Defense for Children International-Palestine’s links to the PFLP have been fulsomely documented. According to NGO Monitor, Mahmoud Jiddah, who was elected to the DCI-P board in May 2012, was imprisoned by Israel for 17 years for carrying out grenade attacks against Israeli civilians in Jerusalem in 1968, and is reported to be a member of PFLP. Hassan Abed Aljawad, another DCI-P board member up to 2018, represents the PFLP at public events. Fatima Daana, an attorney and board secretary, is said by Israeli intelligence to be the widow of Raed Nazzal, the former commander of the PFLP’s armed wing (the Abu Ali Mustafa Brigades) in Qalqilya. Nazzal led several terrorist attacks and was killed in 2002 in a shootout with IDF forces. Shawan Jabarin, a PFLP activist, was a member of DCI-P’s board of directors from 2007 to 2014, and was convicted in 1985 for recruiting members for the PFLP and arranging PFLP training outside Israel. In 1994 Jabarin was again arrested for PFLP links and placed in administrative detention for six months. Israeli authorities claim he “had not discontinued his terrorist involvement and maintains his position in the leadership of the PFLP.” Nassar Ibrahim and Dr. Majed Nassar, also on DCI-P’s board, are also both alleged to be members of PFLP. DCI-P’s latest published annual report for 2014 is dedicated to Hashem Abu Maria, one of its employees killed during a riot in July 2014. Abu Maria’s obituary was also featured on the PFLP website and in its Facebook postings, where he was described as a PFLP military commander. After the revelation of DCI-P’s terror ties by U.K. Lawyers for Israel, both Citibank and Arab Bank deactivated their online links for monetary donations to DCI-P.
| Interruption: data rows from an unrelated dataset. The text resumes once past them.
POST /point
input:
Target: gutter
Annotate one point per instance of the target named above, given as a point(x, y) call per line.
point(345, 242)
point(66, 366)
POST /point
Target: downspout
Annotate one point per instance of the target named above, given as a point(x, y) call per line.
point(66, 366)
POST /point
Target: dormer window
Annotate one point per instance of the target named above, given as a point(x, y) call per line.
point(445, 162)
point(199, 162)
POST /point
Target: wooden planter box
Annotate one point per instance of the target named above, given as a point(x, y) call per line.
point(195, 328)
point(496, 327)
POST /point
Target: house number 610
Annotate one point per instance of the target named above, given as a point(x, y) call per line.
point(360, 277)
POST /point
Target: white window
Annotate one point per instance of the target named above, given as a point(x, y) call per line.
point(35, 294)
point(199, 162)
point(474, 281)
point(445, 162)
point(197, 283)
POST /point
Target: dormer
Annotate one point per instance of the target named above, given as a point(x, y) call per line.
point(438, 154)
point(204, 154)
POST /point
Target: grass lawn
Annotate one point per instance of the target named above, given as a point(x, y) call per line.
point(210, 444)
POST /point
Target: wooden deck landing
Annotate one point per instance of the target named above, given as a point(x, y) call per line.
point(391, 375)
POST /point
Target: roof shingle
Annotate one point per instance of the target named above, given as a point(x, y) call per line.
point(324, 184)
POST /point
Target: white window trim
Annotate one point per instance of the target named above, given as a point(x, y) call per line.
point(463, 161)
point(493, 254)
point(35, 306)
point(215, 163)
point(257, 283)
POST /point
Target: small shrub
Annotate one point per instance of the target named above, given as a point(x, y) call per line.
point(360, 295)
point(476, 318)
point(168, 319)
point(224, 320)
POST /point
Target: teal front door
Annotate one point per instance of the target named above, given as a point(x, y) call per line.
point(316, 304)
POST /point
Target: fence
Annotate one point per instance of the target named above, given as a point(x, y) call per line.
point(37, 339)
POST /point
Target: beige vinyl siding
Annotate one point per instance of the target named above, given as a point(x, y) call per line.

So how did such a bizarre mix come about? Defense for Children International, DCI-P’s parent organization, was founded in 1979, the “Year of the Child,” for the purpose of advancing the rights of children, particularly in cases of intercountry adoptions and human trafficking. With 45 sections around the world, and an international secretariat in Geneva, DCI has an international reputation, and holds “consultative status” on the United Nations Economic and Social Council, UNICEF, UNESCO, and the Council of Europe.